A phosphotyrosine-dependent protein interaction screen reveals a role for phosphorylation of caveolin-1 on tyrosine 14: Recruitment of C-terminal Src kinase

Caveolae are plasma membrane invaginations that have been implicated in the physical organization of the components of multiple signaling pathways. The major structural protein of caveolae, caveolin-1, is phosphorylated on tyrosine 14 by Src family kinases (SFKs) in response to several stimuli including insulin, cellular stress, endothelin-1, and angiotensin II. To investigate the functions of caveolin-1 phosphorylation, we modified the Gal4-based yeast two-hybrid system to screen for phosphorylation-dependent protein interactions. A 3T3-L1 adipocyte cDNA library was screened using the amino terminus of caveolin-1 as bait in a yeast strain expressing the catalytic domain of Abl. We identified c-terminal Src kinase (Csk) as a protein that binds specifically to phosphocaveolin. We proposed a model in which phosphorylation of caveolin by Src family kinases would create a feedback inhibition loop through the recruitment of Csk. This feedback mechanism was supported by experimental results that were consistent with a number of predictions that can be made based on this model. Multiple stimuli that activate caveolin phosphorylation increase caveolin-Csk binding. Csk activity increases concomitantly with the increase of caveolin phosphorylation, consistent with the recruitment and activation of Csk by phosphocaveolin. As predicted in a feedback inhibition loop, caveolin phosphorylation is self-limiting by a mechanism requiring Csk. In response to cellular stress, caveolin, phosphocaveolin, and Csk translocate to a pellet fraction enriched in paxillin, indicating that this feedback loop acts at focal adhesions.
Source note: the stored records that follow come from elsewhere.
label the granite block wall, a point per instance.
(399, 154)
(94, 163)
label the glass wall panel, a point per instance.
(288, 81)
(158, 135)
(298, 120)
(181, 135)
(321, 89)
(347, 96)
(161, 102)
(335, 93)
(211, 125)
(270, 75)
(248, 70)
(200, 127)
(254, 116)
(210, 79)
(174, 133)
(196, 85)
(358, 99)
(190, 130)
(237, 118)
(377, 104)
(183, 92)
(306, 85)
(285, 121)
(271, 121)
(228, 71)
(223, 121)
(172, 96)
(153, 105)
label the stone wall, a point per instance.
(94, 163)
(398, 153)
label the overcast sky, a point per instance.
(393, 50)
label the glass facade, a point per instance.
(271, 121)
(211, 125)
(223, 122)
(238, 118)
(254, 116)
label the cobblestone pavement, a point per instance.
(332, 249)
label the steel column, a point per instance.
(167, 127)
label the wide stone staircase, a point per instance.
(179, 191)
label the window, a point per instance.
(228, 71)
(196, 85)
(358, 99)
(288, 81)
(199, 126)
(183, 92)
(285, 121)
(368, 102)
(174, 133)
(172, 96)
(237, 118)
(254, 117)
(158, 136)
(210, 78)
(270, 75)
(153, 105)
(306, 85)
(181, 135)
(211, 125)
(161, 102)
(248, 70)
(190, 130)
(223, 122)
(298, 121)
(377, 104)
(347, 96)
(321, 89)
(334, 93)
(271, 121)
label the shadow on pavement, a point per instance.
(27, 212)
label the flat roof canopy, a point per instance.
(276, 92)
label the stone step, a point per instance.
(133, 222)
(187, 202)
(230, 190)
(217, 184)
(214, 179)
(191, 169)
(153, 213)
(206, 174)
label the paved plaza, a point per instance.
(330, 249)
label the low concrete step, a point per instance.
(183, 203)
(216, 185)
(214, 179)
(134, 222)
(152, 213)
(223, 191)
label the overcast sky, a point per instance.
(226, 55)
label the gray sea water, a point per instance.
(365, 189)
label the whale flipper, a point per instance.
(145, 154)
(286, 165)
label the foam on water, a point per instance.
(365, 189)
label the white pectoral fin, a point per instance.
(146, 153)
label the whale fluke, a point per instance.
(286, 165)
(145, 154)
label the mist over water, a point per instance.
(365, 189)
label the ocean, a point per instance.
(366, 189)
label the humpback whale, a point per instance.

The localization of phosphocaveolin to focal adhesions was confirmed by immunofluorescence microscopy. Significantly, in cells attaching and spreading on fibronectin, caveolin was only transiently phosphorylated in newly formed focal adhesions. Many lines of evidence link caveolin to the actin cytoskeleton. We propose that this feedback loop is involved in the transient activation of Src kinases at points of contact of the actin cytoskeleton with the plasma membrane. This transient activation may be necessary for controlled actin cytoskeleton remodeling.